Anthem spokesman Jeff Blunt said they were pleased by “some steps” that were taken to address long-term challenges health plans are facing in the market, like “improving eligibility requirements” that allow consumers to buy coverage outside open enrollment.

“However, the Wisconsin individual market remains volatile, making planning and pricing for ACA-compliant health plans increasingly difficult due to a shrinking and deteriorating individual market, as well as continual changes and uncertainty in federal operations, rules and guidance, including cost sharing reduction subsidies and the restoration of taxes on fully insured coverage,” he wrote in an email.

The company has about 18,500 members in the individual market, with about a quarter of enrollees in plans that went into effect before the Affordable Care Act was implemented. Those so-called “grandmothered” and “grandfathered” plans aren’t affect by Wednesday’s decision, Blunt said.

Blunt said he couldn’t discuss the insurer’s decision to only offer an individual plan off-exchange in Menominee County due to “competitive reasons.” But he said offering a plan in one county allows the company to maintain state eligibility requirements to “re-enter the individual market should it stabilize in the coming year.”
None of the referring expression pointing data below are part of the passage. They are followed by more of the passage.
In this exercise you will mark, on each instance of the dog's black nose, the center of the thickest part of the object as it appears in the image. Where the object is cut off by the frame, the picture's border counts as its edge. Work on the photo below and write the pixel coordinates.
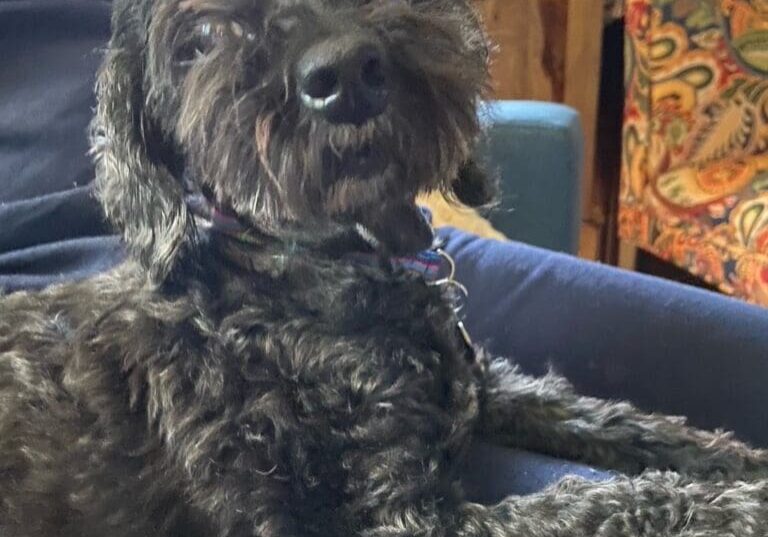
(344, 79)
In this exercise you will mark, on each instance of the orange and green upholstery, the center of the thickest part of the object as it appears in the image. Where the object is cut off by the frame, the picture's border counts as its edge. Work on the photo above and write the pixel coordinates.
(694, 187)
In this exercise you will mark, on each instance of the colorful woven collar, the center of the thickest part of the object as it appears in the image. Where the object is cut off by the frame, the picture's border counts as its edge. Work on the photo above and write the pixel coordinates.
(427, 263)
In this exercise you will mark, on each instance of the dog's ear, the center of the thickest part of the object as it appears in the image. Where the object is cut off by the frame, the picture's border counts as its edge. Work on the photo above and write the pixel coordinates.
(473, 186)
(138, 192)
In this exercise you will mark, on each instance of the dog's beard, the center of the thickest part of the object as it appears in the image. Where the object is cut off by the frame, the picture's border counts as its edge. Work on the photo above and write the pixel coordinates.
(357, 176)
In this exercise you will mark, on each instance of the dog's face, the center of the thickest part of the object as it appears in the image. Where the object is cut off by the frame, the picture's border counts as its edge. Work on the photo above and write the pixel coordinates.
(287, 113)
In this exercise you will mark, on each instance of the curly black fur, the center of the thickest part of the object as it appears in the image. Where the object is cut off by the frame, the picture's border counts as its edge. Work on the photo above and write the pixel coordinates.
(215, 385)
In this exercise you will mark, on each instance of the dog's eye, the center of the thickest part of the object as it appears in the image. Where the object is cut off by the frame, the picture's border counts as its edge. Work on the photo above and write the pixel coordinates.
(210, 33)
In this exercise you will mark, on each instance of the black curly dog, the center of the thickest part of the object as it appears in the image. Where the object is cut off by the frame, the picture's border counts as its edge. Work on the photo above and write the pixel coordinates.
(241, 374)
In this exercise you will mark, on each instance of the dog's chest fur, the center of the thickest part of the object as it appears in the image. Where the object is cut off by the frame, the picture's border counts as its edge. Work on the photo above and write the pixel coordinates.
(317, 374)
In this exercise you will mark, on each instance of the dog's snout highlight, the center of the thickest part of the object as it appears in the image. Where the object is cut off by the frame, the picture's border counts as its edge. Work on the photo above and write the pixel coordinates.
(345, 80)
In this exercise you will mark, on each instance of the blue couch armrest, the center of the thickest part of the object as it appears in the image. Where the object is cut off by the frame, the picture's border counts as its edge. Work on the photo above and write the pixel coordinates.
(619, 335)
(537, 149)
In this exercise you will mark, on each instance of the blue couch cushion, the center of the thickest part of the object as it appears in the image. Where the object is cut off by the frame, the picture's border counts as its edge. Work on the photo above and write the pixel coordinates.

“We hope to do so,” he wrote in an email.

Currently, Molina Healthcare is the only company that offers coverage in Menominee.

Todd Catlin, an insurance agent who co-owns Brookfield-based Transition Health Benefits, threw cold water on the ramifications of Anthem’s exit. He said that Anthem has scaled back its ACA business significantly since the law took effect.

“It think it’s going to have very little impact,” he said at a Milwaukee Press Club event Wednesday.